Joseph McNamara, a Hoover fellow at Stanford University, was a police officer in the Harlem section of New York for several decades when the neighborhood was one of the highest crime precincts in the city. Later, he led the police departments in Kansas City and San Jose.

"Four times I came close to pulling the trigger and thank God, I didn't," McNamara says. "It's only two and a half pounds of pressure. You can't undo that decision. When the blood is pumping, in the heat of the adrenaline, you've got to maintain your self-discipline."

McNamara believes that high-round incidents occur due to the increased firepower that police departments have been using in the last few decades and because of inadequate training.

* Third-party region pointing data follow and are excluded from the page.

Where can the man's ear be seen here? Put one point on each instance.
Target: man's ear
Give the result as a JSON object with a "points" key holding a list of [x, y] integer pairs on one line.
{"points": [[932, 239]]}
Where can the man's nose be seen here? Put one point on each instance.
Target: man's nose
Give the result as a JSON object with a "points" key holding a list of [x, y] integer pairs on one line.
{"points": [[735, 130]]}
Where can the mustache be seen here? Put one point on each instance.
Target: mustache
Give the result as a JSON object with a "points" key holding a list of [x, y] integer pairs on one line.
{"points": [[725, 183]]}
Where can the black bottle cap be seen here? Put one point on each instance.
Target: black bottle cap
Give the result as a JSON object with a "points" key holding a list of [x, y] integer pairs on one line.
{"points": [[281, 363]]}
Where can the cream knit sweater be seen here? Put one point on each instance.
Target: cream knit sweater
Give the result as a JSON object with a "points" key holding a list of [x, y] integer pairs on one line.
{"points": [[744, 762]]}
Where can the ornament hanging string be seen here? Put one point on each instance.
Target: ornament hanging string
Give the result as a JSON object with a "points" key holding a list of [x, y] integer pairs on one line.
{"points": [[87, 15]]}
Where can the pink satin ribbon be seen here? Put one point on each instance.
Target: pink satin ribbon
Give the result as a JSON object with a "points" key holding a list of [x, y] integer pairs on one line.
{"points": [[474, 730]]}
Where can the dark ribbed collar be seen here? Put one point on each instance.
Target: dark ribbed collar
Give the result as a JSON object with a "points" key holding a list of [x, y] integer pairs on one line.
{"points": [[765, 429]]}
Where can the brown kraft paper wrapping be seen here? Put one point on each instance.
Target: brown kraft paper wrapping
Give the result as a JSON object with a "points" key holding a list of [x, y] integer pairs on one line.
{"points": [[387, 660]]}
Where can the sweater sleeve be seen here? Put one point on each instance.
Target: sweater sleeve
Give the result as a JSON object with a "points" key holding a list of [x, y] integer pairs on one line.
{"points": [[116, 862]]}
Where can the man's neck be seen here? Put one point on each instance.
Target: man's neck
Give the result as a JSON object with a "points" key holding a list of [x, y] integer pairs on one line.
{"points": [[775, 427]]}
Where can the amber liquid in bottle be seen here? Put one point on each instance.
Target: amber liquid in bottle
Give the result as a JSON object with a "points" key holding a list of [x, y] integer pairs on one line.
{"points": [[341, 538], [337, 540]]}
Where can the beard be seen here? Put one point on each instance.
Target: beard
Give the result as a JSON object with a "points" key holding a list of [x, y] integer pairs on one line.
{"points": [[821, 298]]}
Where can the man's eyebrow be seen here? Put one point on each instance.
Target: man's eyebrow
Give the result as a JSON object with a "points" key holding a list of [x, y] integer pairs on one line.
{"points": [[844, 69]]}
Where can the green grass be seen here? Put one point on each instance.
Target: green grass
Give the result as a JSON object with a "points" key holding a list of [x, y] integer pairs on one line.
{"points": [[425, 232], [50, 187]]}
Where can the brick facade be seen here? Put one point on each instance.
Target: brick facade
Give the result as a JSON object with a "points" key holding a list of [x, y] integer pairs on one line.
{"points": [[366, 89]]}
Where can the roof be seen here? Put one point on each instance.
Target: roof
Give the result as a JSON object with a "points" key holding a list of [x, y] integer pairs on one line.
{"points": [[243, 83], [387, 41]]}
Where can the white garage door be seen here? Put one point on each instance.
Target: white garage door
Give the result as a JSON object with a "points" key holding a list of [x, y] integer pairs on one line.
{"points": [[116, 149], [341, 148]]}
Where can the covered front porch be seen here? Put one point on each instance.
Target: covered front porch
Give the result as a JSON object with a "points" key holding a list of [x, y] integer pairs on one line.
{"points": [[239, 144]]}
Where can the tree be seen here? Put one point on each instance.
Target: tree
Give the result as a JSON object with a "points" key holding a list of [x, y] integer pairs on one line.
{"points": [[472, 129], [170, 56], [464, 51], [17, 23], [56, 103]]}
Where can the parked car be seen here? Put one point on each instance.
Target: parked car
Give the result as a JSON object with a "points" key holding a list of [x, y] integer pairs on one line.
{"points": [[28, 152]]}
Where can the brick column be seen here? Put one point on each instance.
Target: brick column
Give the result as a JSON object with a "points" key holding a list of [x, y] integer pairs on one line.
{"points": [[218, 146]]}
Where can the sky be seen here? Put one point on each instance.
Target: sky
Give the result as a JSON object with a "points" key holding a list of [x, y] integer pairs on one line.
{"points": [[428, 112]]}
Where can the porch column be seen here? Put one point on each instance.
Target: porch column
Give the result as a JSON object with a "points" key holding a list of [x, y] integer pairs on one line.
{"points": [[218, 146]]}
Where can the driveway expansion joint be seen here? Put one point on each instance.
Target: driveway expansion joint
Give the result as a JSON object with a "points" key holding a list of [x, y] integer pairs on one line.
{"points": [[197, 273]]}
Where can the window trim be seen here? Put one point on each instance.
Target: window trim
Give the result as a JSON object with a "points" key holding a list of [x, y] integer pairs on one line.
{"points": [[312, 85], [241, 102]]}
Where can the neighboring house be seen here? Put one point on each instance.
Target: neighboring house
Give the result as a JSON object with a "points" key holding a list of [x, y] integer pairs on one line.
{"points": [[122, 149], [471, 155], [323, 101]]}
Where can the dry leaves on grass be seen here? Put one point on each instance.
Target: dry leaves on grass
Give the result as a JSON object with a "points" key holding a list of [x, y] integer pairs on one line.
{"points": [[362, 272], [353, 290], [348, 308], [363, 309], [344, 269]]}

"Back in the 1960s and 1970s, the culture changed and the stress began to be placed on officer safety," according to McNamara, who says he remains haunted by an incident that happened eight days into his tenure as police chief in Kansas City.

"An officer shot and killed a 14-year-old black boy -- the kid was barely over five feet and he had broken into an unoccupied home and someone called the police. He was unarmed and he was running away and the officer fired a shotgun and killed him," McNamara says.

Against the advice of his colleagues, McNamara went to the funeral for the boy as a gesture of sympathy. "I got two cartons of hate mail that I still keep in my garage."

As a result of the incident, McNamara instituted new guidelines for the department that restricted when an officer could shoot. Previously, an officer could fire on any felon who was fleeing.

"If you don't tell them what to do, how do they know what to do?" he said.

Back in New York, a "deeply disturbed" Mayor Michael Bloomberg seems to agree. At a press conference today, the mayor said he believes police officers used "excessive force" when they fired 50 shots at Bell.

"It's unacceptable or inexplicable how you can have 50-odd shots fired," said Bloomberg, who emphasized that "everything will be done to prevent future incidents like this from occurring."